On the other side, It is challenging to understand why these biases and limitations tend to disappear in the latest models (ChatGPT and GPT-4), given the lack of openly-shared information by OpenAI. Yet, it is possible that the increase in performance is not solely attributed to model size. Other possibilities, such as careful selection or weighting of the training corpus.
To better ascertain these possibilities, we suggest future research should include training, tuning, and prompting experiments to evaluate the performance of open-source models, and disentangle the contributions of these strategies to the improved reasoning abilities observed in ChatGPT and GPT-456.
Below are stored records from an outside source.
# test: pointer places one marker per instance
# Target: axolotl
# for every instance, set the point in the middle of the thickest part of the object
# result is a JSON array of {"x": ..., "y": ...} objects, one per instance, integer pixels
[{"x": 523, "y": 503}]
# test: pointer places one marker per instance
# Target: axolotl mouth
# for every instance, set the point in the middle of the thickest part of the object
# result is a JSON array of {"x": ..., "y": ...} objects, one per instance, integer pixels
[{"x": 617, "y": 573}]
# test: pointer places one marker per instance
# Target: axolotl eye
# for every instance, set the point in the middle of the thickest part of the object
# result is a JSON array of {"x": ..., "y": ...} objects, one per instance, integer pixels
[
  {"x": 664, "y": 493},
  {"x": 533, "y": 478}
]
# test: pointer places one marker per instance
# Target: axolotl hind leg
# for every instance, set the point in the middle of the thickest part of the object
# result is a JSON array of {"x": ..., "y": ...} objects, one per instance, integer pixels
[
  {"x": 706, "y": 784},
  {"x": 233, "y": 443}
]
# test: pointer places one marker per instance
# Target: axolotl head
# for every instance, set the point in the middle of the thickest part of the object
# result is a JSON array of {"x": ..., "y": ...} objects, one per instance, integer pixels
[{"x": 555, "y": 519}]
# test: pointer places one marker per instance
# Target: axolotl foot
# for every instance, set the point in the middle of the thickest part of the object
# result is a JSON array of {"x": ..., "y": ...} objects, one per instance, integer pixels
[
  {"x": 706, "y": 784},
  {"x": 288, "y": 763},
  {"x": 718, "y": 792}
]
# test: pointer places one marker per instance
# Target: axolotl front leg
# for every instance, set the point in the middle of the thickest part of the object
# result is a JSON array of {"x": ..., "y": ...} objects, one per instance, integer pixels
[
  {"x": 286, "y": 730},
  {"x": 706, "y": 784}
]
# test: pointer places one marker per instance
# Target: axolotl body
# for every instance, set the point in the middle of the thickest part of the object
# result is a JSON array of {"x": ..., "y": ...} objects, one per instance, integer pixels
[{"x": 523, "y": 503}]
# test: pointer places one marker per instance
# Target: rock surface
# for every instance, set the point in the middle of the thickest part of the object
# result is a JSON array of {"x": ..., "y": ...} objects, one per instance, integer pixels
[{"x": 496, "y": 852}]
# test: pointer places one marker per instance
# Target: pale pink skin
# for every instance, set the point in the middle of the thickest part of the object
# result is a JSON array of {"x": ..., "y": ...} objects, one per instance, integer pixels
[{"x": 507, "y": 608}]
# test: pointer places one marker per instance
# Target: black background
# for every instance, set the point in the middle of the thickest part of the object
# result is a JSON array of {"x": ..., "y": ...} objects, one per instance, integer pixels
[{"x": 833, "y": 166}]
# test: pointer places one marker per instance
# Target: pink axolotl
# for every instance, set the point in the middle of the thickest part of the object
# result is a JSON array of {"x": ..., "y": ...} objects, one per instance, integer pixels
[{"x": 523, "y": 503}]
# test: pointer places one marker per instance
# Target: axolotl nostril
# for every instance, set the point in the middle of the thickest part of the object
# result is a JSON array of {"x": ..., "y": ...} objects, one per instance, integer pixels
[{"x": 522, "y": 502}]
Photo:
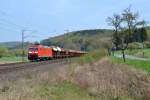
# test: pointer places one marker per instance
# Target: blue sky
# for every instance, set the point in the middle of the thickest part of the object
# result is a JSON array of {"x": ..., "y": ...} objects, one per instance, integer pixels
[{"x": 52, "y": 17}]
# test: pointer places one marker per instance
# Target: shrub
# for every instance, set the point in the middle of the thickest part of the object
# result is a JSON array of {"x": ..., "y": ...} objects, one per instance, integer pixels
[
  {"x": 135, "y": 45},
  {"x": 147, "y": 44}
]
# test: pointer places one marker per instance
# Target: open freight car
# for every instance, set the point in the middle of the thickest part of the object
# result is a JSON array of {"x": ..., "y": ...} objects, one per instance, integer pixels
[{"x": 40, "y": 52}]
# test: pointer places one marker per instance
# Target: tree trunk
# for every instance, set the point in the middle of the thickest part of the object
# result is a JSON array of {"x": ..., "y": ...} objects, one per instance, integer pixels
[{"x": 123, "y": 55}]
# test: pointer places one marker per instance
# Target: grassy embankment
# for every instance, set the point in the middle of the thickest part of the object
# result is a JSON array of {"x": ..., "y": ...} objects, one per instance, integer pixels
[
  {"x": 55, "y": 84},
  {"x": 88, "y": 78},
  {"x": 11, "y": 59},
  {"x": 139, "y": 64}
]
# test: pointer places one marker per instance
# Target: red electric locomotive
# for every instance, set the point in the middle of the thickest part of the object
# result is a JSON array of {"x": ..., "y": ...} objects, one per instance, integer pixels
[{"x": 40, "y": 52}]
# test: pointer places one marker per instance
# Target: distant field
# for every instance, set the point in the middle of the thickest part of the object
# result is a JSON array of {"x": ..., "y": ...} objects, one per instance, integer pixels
[
  {"x": 137, "y": 52},
  {"x": 139, "y": 64},
  {"x": 11, "y": 59}
]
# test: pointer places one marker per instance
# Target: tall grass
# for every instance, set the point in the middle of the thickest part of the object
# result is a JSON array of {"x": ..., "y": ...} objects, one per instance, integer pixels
[
  {"x": 139, "y": 64},
  {"x": 92, "y": 56}
]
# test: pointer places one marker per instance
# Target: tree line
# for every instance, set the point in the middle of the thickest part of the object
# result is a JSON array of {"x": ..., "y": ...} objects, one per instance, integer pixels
[{"x": 127, "y": 29}]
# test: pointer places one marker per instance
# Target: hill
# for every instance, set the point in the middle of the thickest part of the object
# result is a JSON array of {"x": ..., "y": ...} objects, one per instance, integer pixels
[
  {"x": 10, "y": 44},
  {"x": 81, "y": 40}
]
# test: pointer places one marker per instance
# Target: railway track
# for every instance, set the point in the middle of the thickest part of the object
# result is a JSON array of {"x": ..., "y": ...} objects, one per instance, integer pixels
[{"x": 5, "y": 68}]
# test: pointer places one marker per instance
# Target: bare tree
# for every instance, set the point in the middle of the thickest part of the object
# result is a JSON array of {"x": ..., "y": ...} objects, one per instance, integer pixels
[{"x": 115, "y": 22}]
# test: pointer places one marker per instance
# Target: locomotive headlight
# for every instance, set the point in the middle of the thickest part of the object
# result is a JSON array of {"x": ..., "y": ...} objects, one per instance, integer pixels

In any case, the significant variability observed between models in our study indicates that a definitive answer to the question of whether LLMs exhibit cognitive limitations and biases cannot be drawn. Our results also claim for cautiousness concerning the possibility of using LLMs are proxies for human participants38,39,71. Previous studies focused on only one model, while our study includes a larger array of LLMs belonging to the OpenAI GPT family35–37, 47. In doing so we have traced a nonlinear developmental trajectory of cognitive abilities of sorts, where earlier models (DV) underperformed humans, and newer ones surpassed them. Moreover, humans and machines responded differently to our prompting strategies. Further research involving the investigation of multiple models and tasks simultaneously would shed light on the sources of this variance.
In conclusion, our study compared cognitive limitations and biases in LLMs and humans using new variants of well-validated tests. Unlike previous studies, our analysis includes a broader range of LLMs from the OpenAI GPT family, enabling us to observe a developmental trace of cognitive abilities, where earlier models underperformed with respect to humans, but newer models surpassed them in a number of key aspects. We were therefore unable to find, in the considered model space, no model capable to correctly mimic the performance of our standard experimental sample. In addition, the differential response of humans and machines to our prompting strategies further highlights the potential and complexities of comparing human and machine reasoning in the cognitive domain.